Entre philosophie, théâtre, musique, danse et animation, Chang’E et la Lune est une fable poétique et décalée sur un monde qui court après l’éternité jusqu’à oublier de vivre.

Chang’E et la Lune est une forme profondément onirique, née d’un long processus de recherche et de transformations successives. La mise en scène s’est construite par étapes, jusqu’à aboutir à une écriture de plateau singulière, à la frontière du théâtre, du mouvement et de l’image, proche par moments d’un dessin animé vivant. C’est une forme hybride, encore peu vue au théâtre, qui cherche avant tout à embarquer le spectateur dans une expérience sensorielle et immersive.

À partir de la réinterprétation libre d’un mythe, le spectacle ne vise pas à représenter une culture, mais à proposer un voyage universel. Le jeu y est très physique, rythmé, mêlant chœur, danse et variations de ton — du dramatique à l’absurde — pour faire émerger des émotions qui dépassent les mots. La scénographie, volontairement épurée, s’appuie sur un dispositif modulable, des tissus, des projections et un travail de lumière très présent, qui participent pleinement à la narration.

La musique occupe une place centrale dans cette création. Elle accompagne toute la pièce, sans jamais souligner ni illustrer l’action : elle constitue un langage à part entière.

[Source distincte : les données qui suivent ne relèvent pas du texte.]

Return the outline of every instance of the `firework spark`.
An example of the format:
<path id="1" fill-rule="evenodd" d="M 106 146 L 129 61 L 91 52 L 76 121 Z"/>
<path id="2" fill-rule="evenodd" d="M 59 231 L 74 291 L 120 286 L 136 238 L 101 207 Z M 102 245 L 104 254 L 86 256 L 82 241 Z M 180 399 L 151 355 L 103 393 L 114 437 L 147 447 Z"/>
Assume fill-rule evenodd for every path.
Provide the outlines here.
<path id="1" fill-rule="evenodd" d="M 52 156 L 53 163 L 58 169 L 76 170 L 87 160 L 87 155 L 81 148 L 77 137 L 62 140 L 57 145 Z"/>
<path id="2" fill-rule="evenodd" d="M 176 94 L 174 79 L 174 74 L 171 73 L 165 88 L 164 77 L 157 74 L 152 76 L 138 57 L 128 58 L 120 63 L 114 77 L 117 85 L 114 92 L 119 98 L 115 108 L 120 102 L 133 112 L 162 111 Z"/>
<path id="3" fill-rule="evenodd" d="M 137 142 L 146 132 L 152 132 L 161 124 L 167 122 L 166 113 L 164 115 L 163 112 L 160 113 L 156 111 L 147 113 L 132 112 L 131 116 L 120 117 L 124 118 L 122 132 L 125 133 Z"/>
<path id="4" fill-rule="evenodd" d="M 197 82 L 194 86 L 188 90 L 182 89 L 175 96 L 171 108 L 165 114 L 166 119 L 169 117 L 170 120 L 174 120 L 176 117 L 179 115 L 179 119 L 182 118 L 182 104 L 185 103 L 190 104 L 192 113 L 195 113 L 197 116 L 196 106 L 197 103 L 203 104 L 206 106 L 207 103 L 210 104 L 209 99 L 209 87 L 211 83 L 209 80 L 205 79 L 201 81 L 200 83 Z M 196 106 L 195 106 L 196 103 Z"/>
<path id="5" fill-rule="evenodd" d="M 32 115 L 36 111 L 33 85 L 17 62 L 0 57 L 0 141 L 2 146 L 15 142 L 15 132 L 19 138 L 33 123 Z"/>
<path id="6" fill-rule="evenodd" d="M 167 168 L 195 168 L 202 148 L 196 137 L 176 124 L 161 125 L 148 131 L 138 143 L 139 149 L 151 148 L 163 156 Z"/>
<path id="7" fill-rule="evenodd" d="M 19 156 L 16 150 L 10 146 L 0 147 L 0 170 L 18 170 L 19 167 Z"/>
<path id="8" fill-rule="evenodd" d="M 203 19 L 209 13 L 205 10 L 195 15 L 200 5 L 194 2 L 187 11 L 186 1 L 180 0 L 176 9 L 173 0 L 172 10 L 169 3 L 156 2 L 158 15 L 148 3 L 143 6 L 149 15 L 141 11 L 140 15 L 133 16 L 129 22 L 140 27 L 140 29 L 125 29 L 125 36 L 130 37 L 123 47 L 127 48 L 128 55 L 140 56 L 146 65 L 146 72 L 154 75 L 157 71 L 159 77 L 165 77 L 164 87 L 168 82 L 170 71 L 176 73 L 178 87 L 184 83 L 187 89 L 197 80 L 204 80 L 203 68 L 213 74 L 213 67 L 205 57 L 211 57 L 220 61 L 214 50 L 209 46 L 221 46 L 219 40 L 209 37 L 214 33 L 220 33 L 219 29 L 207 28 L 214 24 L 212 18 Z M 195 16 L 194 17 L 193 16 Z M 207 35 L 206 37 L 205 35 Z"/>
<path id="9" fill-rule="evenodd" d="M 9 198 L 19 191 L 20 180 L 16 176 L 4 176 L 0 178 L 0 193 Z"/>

Elle a été composée en même temps que le texte, dans un dialogue continu entre l’autrice et le musicien, puis s’est enrichie au plateau dans une relation vivante avec les comédiens. Le musicien improvisait des thèmes en fonction du jeu, se laissant traverser par ce qui naissait sur scène, tandis que les interprètes se laissaient eux-mêmes porter par les émotions et les impulsions musicales. Ainsi, la musique et la pièce se sont écrites ensemble, dans un échange constant.

Parce que le spectacle parle du temps, il interroge aussi profondément la notion de tempo : apprendre à l’écouter, à s’y abandonner, à le traverser comme on entre dans une danse avec la vie.

Au centre de cette forme, une question : comment habiter le temps ? Dans une époque où celui-ci est constamment accéléré, fragmenté, capté — où l’attention elle-même devient une monnaie — la pièce interroge notre capacité à résister à ces injonctions. Comment ne pas subir le temps, que ce soit en courant après lui ou en se perdant dans ses méandres, mais au contraire le vivre pleinement, intimement ?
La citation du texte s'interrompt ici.